The Pinhey sand dune complex extends from Woodroffe Avenue just south of the Nepean Sportsplex to the Grenfell Crescent and Burnbank Street intersection. The vegetation in Pinhey Forest was established on old post-glacial sand dunes. This unique ecosystem is home to a number of plant and animal species that can only live in well-drained, open areas with exposed, fine-grained sand.

Restoring sand dunes at Pinhey Forest

Pinhey Forest is named after the man who donated the land in 1948, with the intention that it be used to demonstrate land conservation practices. Since 2011, the NCC has been working to restore this 10,000-year-old sand dune ecosystem.

According to a dedicated local volunteer group, Biodiversity Conservancy International, the Pinhey Sand Dunes Restoration Project has exceeded expectations. The work of NCC staff and volunteers has brought the principles of environmental stewardship down to a personal and interactive level.

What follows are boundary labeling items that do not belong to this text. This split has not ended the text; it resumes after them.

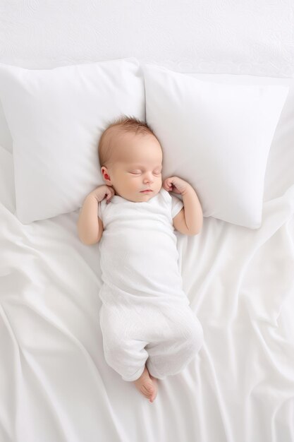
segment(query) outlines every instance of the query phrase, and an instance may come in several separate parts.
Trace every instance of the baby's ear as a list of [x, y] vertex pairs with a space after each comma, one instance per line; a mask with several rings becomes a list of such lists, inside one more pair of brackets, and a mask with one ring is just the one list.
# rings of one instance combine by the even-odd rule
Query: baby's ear
[[109, 186], [110, 185], [111, 178], [109, 177], [109, 172], [107, 170], [107, 167], [105, 167], [105, 166], [102, 166], [102, 167], [101, 168], [101, 173], [102, 174], [103, 179], [106, 182], [106, 184], [108, 186]]

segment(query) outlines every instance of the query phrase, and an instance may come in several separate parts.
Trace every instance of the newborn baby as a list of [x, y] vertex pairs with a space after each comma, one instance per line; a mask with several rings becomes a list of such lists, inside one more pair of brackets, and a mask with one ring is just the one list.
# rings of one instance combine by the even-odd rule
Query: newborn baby
[[188, 182], [162, 181], [161, 148], [145, 123], [116, 120], [100, 138], [99, 157], [106, 185], [85, 198], [78, 229], [84, 244], [100, 241], [105, 359], [153, 402], [157, 379], [181, 371], [202, 344], [182, 289], [173, 232], [197, 234], [202, 211]]

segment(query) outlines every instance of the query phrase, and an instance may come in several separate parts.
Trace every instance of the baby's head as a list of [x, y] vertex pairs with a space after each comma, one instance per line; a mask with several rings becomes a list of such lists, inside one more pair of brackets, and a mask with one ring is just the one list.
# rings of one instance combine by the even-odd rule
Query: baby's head
[[[116, 195], [148, 201], [162, 186], [162, 150], [149, 126], [123, 116], [103, 132], [98, 146], [101, 173]], [[150, 191], [143, 191], [151, 189]]]

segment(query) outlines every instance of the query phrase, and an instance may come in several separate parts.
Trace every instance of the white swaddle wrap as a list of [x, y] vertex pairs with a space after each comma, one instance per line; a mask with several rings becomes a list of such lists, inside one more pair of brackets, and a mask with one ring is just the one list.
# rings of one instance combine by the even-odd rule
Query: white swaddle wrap
[[99, 242], [105, 304], [190, 302], [182, 289], [173, 217], [183, 207], [163, 187], [146, 202], [113, 196], [98, 205], [104, 232]]
[[98, 205], [106, 362], [124, 381], [137, 379], [145, 364], [157, 378], [176, 374], [203, 341], [178, 268], [173, 217], [183, 203], [161, 188], [149, 201], [114, 196]]

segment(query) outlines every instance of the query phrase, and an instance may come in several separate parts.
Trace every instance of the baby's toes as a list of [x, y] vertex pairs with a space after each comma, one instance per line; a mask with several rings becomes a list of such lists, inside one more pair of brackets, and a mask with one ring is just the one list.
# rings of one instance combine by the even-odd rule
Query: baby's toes
[[145, 383], [142, 386], [141, 391], [145, 396], [151, 398], [154, 393], [154, 388], [152, 383]]

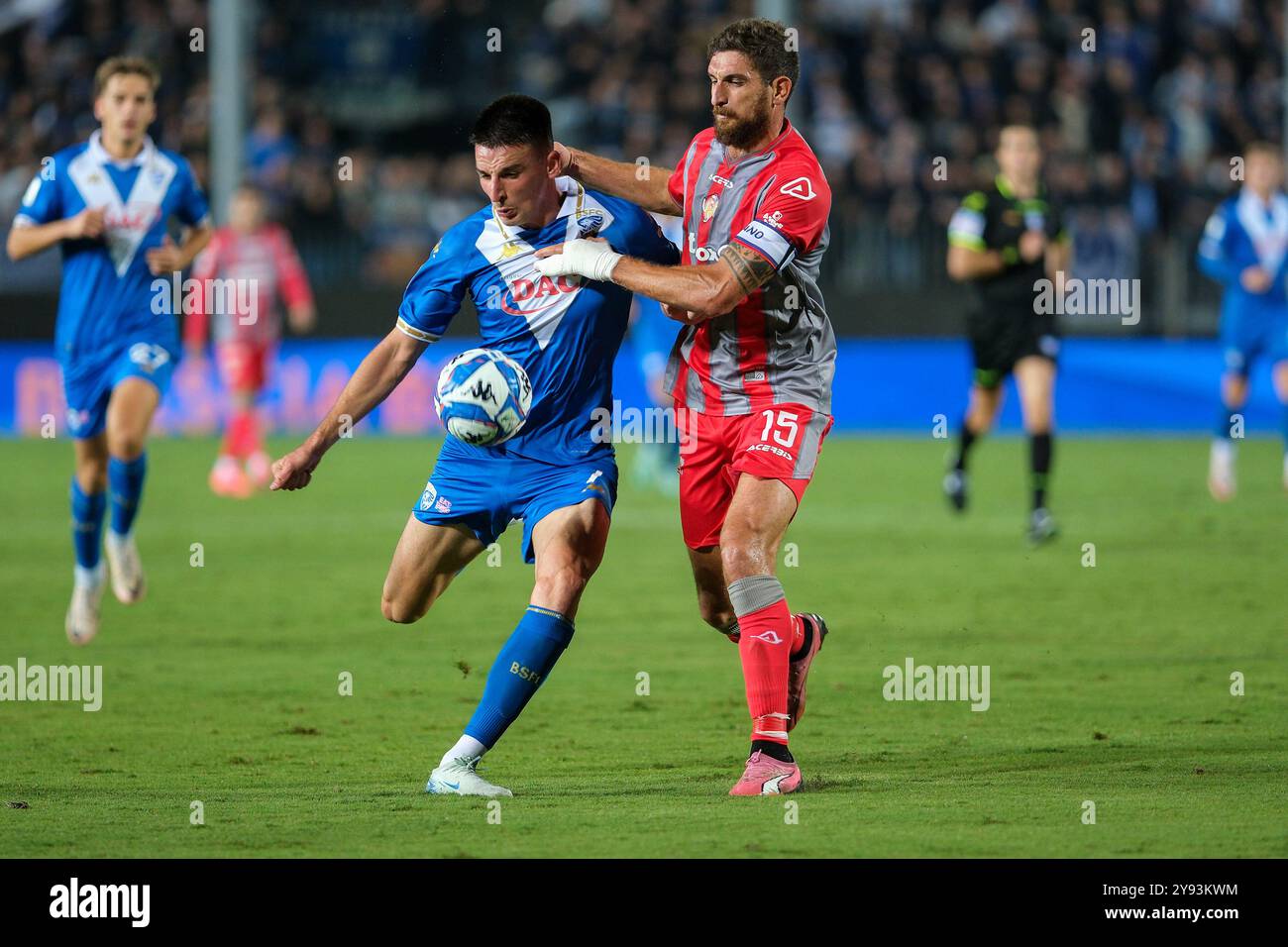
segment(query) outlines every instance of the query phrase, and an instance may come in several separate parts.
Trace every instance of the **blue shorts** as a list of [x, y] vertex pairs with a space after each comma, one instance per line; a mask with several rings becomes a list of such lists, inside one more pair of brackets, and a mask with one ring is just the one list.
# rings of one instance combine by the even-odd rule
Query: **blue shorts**
[[1260, 357], [1271, 365], [1288, 359], [1288, 316], [1257, 312], [1226, 316], [1221, 321], [1221, 354], [1226, 371], [1243, 376]]
[[492, 545], [515, 519], [523, 521], [523, 559], [536, 562], [532, 530], [549, 513], [595, 499], [609, 515], [617, 500], [617, 461], [612, 455], [550, 464], [504, 448], [443, 443], [425, 492], [412, 513], [421, 523], [461, 523], [479, 542]]
[[134, 339], [89, 358], [63, 366], [67, 397], [67, 428], [76, 439], [98, 437], [107, 426], [107, 402], [128, 378], [142, 378], [157, 387], [161, 397], [170, 388], [175, 353], [164, 344]]

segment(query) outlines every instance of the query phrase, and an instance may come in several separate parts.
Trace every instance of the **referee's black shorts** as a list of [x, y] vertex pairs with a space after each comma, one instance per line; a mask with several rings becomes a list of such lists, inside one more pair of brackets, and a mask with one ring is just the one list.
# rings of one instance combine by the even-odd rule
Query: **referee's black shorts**
[[1036, 317], [1032, 312], [972, 313], [967, 318], [967, 336], [975, 362], [975, 384], [980, 388], [997, 388], [1021, 358], [1039, 356], [1055, 362], [1060, 353], [1055, 320]]

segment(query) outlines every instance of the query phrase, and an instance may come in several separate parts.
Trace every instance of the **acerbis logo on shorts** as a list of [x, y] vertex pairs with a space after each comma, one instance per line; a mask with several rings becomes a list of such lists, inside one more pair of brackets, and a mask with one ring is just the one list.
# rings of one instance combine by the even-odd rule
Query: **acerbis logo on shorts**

This site provides an outstanding opportunity for community involvement. In 2016, close to 1,000 students at the elementary, high school and university levels visited the site to learn about biodiversity in the Greenbelt, and to take part in site restoration.

Things to do in Pinhey Forest

The forest has 6.4 kilometres of trails for hiking, cross-country skiing and snowshoeing.